Kirgistan: "Wir segnen die Brandstifter"

Am 10. Jänner haben wir unseren Weltverfolgungsindex publiziert. Doch auch in den Ländern, die nicht auf dieser Liste aufgeführt sind, haben Christen unter Diskriminierung, Anfeindung und Gewalttaten zu leiden, wie dieses Beispiel aus Kirgistan zeigt. Dennoch lassen sich die kirgisischen Christen nicht entmutigen.

Die kleine Baptistengemeinde von Kadschysai im zentralasiatischen Kirgistan hat ihr Gemeindehaus am 3. Jänner durch ein Feuer verloren. Sie zählt etwa 40 Mitglieder.

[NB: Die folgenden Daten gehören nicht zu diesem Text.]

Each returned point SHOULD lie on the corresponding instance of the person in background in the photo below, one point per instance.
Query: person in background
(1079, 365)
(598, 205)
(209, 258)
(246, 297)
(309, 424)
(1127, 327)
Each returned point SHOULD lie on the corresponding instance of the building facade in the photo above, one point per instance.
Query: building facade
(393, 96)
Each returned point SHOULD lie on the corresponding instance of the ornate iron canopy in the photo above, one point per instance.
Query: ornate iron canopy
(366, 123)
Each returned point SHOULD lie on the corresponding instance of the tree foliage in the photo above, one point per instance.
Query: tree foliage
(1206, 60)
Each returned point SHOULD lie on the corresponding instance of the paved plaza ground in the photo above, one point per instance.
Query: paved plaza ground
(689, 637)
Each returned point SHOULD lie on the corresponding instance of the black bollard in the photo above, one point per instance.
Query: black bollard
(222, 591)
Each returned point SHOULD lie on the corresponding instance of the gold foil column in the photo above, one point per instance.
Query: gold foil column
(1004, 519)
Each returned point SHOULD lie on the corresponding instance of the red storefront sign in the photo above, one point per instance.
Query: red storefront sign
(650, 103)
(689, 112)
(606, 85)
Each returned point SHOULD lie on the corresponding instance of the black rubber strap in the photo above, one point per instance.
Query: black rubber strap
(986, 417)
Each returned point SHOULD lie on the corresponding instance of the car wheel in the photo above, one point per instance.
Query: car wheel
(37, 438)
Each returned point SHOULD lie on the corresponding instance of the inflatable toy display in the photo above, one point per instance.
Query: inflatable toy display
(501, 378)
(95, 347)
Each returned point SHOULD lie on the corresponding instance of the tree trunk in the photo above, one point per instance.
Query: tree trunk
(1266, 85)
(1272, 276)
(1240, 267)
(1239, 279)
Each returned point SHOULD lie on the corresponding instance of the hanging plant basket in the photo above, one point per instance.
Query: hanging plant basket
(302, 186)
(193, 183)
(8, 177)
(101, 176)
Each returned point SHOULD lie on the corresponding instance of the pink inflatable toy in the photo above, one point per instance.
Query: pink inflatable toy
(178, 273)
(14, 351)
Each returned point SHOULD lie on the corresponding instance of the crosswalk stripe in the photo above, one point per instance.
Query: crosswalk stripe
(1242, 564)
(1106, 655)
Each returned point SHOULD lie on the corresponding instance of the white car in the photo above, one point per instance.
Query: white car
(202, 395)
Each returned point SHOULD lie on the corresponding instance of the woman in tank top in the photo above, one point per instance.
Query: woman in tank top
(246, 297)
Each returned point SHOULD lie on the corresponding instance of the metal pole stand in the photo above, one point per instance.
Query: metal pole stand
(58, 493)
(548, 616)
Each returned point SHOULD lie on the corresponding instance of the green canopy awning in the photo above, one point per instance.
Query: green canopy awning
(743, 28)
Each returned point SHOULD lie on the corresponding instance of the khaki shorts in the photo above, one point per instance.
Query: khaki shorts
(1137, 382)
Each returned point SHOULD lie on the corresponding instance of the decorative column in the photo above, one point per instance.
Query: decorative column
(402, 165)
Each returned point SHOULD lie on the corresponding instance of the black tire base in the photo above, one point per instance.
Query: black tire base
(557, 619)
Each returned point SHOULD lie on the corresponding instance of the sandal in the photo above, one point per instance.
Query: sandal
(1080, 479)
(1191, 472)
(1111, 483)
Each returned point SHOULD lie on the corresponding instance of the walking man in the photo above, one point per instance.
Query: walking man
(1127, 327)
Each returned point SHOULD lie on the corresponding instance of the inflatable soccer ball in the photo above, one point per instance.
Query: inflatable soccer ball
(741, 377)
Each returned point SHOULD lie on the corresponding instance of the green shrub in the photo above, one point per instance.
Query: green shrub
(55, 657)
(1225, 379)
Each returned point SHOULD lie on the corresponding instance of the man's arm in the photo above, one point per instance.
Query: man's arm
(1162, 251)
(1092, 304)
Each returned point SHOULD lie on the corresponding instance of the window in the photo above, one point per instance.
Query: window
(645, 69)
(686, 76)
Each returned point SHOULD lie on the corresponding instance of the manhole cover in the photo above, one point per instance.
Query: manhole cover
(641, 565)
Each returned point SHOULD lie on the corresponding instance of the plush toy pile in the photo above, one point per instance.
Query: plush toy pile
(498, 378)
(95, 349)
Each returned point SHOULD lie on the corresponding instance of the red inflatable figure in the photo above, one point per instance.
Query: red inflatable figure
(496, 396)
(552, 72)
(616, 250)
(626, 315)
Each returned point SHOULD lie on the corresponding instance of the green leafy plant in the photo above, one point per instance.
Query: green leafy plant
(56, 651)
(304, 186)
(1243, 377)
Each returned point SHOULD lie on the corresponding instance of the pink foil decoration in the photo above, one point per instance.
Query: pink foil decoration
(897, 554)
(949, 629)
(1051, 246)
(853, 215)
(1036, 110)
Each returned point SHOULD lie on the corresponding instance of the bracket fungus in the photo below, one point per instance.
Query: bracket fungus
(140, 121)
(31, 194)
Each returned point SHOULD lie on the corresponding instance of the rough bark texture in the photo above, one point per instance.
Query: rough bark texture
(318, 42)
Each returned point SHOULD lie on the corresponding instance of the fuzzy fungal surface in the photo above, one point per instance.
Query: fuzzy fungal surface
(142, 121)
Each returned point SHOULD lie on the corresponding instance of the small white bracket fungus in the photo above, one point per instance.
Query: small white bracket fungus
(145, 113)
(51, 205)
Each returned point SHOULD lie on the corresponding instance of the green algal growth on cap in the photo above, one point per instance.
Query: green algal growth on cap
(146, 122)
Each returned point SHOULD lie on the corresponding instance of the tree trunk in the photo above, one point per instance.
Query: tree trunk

Hier kommen Kirgisen mit Russen gemeinsam zusammen, um Jesus Christus anzubeten, die Bibel zu studieren, Sonntagsschule und andere Treffen abzuhalten. Doch nachdem in den vergangenen Jahren bereits das Dach beschädigt und Fenster eingeworfen wurden, muss die kleine Gemeinschaft sich jetzt erst einmal nach anderen Räumlichkeiten umsehen. Die Brandursache ist nicht eindeutig geklärt, bei einem ähnlichen Anschlag auf eine Kirche in der kirgisischen Stadt Tokmak im Juli 2017 wiesen Graffiti mit Drohungen an den Wänden auf einen islamistischen Hintergrund hin.

Lokale Medien berichteten über den Vorfall und lösten damit einen öffentlichen Aufschrei aus. Die Polizei nahm Ermittlungen auf und äußerte gegenüber Gemeindemitgliedern: "Das Feuer wurde offensichtlich von Menschen gelegt, die eure Kirche und euren Glauben mitten in einem muslimischen Land nicht mögen." Doch anstatt sich auf die Tätersuche zu konzentrieren, stellten die Beamten zahlreiche Fragen an die Christen, die ohne Zusammenhang zu der Tat stehen – so etwa: Wer hat den Gebäudekauf finanziert? Wie viele Kirgisen sind Teil der Gemeinde? Warum besuchen Sie die Kirche anstelle der Moschee?

Einer der Christen erklärt: "Wir glauben nicht, dass die Polizei die Brandstifter finden und bestrafen wird, aber wir segnen sie trotzdem und beten für sie. Gott weiß, wer das getan hat."

Obwohl sie schon einige Anfeindungen erlebt haben, reagieren die Christen auf diesen Angriff bemerkenswert zuversichtlich und vertrauen unerschütterlich auf Gott. Denn trotz der Zerstörung sind einige Dinge in dem Gebäude erstaunlicherweise unversehrt geblieben: die Bibel, das Klavier und das Dach. Der Pastor sieht hier Gott am Werk, denn der Brand wurde spät in der Nacht gelegt, sodass ihn niemand löschen konnte.